The way to make ECRs less concerned about the publication (rejection) process then is to provide more of this low stakes feedback on the quality of the work. During a PhD, this is the job of the supervisor(s) and the internal network. But many won’t have this internal network, won’t have engaged supervisors, and won’t have their own network to draw on. What can be done in this case, presuming the high-stakes, high-value and importance of publications is not going away any time soon?

  1. Make work public. By making work public through blogs and social media, feedback can be informal. This takes a bit of culture change; experienced researchers shouldn’t expect the work to be perfect and ECRs shouldn’t be worried about being judged for work in progress. In a (rejected!) article review, the reviewer began by saying that I should not have written a blog on the topic before it had passed review. I see the logic (that it had not been given the seal of quality) but think that the process of making work public and scrutinisable before submission increases quality. Besides, peer review can take years from first submission to eventual publication, and some research is topical and deserves to be out there. This also requires people to actively give their thoughts on the work, either privately or publicly.
  2. Reach out to people. Failing an internal network, ECRs should reach out to people within their field for feedback on drafts. And, of course, those more experienced should see this as normal — even if they decline to do so because of time or inclination!
  3. Make conferences worthwhile. One feedback mechanism we do have is conferences. Typically, you’d deliver a 10–20 minute presentation and have 10–20 minutes of Q&A. This can be useful, depending on the audience, but often the feedback is not on a paper and so not necessarily useful for the overall quality. Providing in depth feedback is a lot of work and it is unreasonable to expect everyone to do it. But having a system in place, like a discussant, can be useful in getting at least one in depth external opinion alongside the more general feedback from the presentation. It’s also important to choose conferences that maximise quality feedback. Even so, conferences can still feel ‘high stakes’, especially towards the end of the PhD or if the audience consists of experienced academics (enter graduate student conferences!).
  4. Establish a group within your cohort. This is directly for current PhDs. One way is to establish a feedback circle within your cohort, even if they do not work on similar topics. This is very low stakes and with a potentially high reward.
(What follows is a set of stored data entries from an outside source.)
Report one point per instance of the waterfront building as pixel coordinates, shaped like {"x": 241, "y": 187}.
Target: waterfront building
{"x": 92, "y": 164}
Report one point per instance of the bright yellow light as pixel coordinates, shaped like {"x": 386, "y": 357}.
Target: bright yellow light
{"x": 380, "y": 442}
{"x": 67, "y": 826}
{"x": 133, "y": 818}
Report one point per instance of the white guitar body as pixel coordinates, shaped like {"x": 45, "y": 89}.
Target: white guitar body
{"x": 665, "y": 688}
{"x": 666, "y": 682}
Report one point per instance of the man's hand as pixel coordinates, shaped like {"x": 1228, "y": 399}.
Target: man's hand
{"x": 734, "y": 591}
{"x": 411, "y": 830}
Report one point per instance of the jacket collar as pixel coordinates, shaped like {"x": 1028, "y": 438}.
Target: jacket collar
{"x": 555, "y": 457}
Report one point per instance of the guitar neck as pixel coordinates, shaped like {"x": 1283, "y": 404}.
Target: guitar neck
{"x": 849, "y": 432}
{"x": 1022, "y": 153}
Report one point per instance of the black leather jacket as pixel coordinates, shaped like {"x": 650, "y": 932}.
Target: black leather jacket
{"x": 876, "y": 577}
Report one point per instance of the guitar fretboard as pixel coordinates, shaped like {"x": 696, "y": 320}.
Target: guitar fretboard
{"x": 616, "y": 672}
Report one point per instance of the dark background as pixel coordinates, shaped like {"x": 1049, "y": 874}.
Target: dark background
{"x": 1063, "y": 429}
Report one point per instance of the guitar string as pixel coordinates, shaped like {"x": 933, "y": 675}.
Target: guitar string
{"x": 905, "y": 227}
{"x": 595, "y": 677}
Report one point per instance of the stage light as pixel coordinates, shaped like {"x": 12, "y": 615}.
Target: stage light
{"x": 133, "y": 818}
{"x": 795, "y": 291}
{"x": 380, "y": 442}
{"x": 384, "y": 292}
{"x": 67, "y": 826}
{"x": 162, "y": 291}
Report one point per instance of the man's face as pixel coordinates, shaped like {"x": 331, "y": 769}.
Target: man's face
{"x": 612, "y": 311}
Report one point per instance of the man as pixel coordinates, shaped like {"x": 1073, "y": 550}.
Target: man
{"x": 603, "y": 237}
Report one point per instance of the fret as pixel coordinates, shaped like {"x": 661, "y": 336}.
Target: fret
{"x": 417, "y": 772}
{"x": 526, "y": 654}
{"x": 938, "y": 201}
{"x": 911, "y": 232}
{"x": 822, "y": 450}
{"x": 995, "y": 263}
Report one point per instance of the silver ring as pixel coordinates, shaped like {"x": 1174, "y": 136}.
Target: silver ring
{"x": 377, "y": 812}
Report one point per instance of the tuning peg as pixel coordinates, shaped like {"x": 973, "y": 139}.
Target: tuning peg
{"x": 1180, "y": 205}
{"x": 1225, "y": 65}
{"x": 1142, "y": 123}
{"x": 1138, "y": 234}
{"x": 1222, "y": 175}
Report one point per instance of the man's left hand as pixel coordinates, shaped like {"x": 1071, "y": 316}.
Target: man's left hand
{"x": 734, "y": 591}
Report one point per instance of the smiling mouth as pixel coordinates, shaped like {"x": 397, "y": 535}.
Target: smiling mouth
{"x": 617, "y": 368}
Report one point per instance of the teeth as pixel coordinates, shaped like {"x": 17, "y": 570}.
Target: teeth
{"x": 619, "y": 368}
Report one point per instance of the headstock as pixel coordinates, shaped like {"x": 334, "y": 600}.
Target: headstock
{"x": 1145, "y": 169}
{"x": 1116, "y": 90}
Perhaps I am completely wrong, and that for most it really is just being rejected and not what the signals about the quality of work (or not). And there are certainly many other reasons rejection is shit: it’s crucial for a career and you may have been waiting six months for the review, and don’t have time to send it out and hear back before applying for future work. But that seems like a separate issue.

Ultimately, the issue with rejection is whether it signals the overall quality of the work or not, not the rejection itself. And the way to help that issue is by providing more frequent, low-stakes, high-quality feedback independent of the review process. These are just four potential ways I’ve found useful, but a real solution would have to be profession-wide.

*An experienced professor suggested to me that one way of easing the anxiety is to look at the reviews. Are they positive, but you got rejected anyway? Or were they harsh and undermined the study (methodologically, topic wise, etc)? In other words, the content of the rejection can help you decide which camp the paper falls into. The issue is that this depends on reviewers. I have one paper which is currently on its second rejection. The first set of reviewers completely dismissed it, seeing it as uninteresting and poorly executed. The second set of reviewers said it was ‘very important, interesting, well-researched and well-written’. Between the two reviews, I made zero changes. They also suggested not to worry until you hit 6 or more rejects — which is comforting, if not entirely solving the problem.